Thursday, June 2, 2005

Making it Right

When I was on my way to work this morning, I overheard on the radio that the authorities in Chicago had exhumed (unearthed) the body of Emmett Till to investigate it further. They want to see exactly what the cause of death was, if anyone else besides the two men who confessed to the crime (who were, by the acquitted) was involved in the murder in any capacity, and if so, they want to bring them up on charged if they’re still alive. Now while I understand that there is no statute of limitations on murder, this happened in 1955. I read a book that Emmett’s mother wrote a couple of years back. It was so moving. She talked about the trials that she went through while she was pregnant with him, how they struggled financially when he was a youngster, and the pain that she has had to deal with since his death. (She’s still alive, by the way). I just don’t know. She seems like she made peace with it years ago. I’m torn over this issue. On one hand, YES, I as a member of this community (the Black community) want closure on one of the most heinous acts in our history. But on the other hand, I have to ask, “What good does it do bring all this up now?” Both of the men who admitted to the crime and got off the hook have passed away. If anyone else was involved, it is likely that they are dead by now or they aren’t too far from it.
This kind of reminds me of the Birmingham 16th St. Church bombing where those four little girls were killed in the 60’s. They re-opened the case in the late 90’s, and of all the people involved in it, only one was still alive. He was tried and convicted, but he was almost 80 years old at the time. He died here (in Alabama) in prison last year. While I felt like there was closure in the situation, I smirked at the whole thing.

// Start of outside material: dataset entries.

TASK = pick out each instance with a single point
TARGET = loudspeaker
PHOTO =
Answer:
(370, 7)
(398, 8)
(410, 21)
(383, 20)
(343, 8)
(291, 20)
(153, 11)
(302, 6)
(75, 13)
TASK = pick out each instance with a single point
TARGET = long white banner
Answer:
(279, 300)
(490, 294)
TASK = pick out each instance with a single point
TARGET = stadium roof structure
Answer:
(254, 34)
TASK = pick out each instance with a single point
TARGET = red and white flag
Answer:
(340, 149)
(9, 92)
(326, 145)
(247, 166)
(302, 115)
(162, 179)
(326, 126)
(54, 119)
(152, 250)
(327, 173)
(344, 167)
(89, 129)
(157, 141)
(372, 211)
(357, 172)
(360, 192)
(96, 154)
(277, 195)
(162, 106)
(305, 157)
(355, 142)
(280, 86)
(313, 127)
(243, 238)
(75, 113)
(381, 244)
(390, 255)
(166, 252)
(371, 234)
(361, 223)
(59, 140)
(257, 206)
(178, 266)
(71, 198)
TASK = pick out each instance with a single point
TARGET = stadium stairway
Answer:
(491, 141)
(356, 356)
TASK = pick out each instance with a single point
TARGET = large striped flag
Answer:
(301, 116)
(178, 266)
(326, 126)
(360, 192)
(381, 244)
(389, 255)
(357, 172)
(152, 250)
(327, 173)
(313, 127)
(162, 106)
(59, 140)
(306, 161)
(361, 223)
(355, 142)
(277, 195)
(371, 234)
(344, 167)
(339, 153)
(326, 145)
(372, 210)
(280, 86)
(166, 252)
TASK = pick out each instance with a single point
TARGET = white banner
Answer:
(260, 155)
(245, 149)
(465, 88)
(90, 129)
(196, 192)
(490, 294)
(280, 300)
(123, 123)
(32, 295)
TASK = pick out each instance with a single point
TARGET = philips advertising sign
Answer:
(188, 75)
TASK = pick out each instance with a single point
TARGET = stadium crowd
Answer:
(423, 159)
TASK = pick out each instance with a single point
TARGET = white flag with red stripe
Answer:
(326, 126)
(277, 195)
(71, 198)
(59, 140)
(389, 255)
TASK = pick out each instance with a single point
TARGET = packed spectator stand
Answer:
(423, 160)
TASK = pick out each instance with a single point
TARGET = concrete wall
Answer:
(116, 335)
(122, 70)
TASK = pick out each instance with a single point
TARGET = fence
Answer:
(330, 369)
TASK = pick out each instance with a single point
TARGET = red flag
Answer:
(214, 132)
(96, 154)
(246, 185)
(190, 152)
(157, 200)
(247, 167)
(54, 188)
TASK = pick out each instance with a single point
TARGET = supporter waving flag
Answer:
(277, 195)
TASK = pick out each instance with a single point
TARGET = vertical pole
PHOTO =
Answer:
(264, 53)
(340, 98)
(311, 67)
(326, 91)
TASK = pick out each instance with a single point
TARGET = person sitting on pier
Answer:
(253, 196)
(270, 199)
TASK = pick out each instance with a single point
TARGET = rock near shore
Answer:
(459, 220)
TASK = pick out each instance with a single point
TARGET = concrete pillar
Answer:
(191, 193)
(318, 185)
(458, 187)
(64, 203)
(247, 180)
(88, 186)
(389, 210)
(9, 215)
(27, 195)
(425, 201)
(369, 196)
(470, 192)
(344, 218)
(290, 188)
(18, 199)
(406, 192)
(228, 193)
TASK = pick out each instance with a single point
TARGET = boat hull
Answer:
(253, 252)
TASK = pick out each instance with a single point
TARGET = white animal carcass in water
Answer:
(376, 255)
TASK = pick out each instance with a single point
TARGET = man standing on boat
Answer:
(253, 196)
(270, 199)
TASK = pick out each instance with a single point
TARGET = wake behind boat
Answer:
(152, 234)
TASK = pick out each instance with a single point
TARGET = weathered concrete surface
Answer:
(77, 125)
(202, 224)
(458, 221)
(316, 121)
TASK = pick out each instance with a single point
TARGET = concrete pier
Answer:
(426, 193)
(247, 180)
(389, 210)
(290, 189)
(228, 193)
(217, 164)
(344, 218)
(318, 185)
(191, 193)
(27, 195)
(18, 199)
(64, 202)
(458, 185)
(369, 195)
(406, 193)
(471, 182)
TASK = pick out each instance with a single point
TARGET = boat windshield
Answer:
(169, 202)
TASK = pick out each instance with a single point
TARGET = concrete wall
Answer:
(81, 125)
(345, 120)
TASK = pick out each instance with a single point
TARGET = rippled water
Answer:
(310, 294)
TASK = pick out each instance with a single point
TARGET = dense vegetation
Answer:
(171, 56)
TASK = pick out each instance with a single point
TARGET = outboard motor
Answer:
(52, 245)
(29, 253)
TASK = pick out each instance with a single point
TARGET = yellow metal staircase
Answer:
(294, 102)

The man had lived a FULL life free (most people don’t live to see 65, and here he was almost 80) so imprisoning him at that point was only a slap in the face to me. He has committed one of the nastiest crimes in history against my people and now I (with my tax money) have to pay to provide for him until he kicks the bucket. Oh, the irony of it all.
It is my humble opinion that if the government wants to truly make amends and make things right with us, they should re-open the cases of so many of us that are imprisoned right now. Of all of those people there, I’d project that at least 30% of them are either a case of mistaken identity or they didn’t get a fair trial. With DNA technology so readily available, how about my tax dollars go toward giving someone a second chance at life, not waiting until 40-50 years AFTER their dead to try to make it right.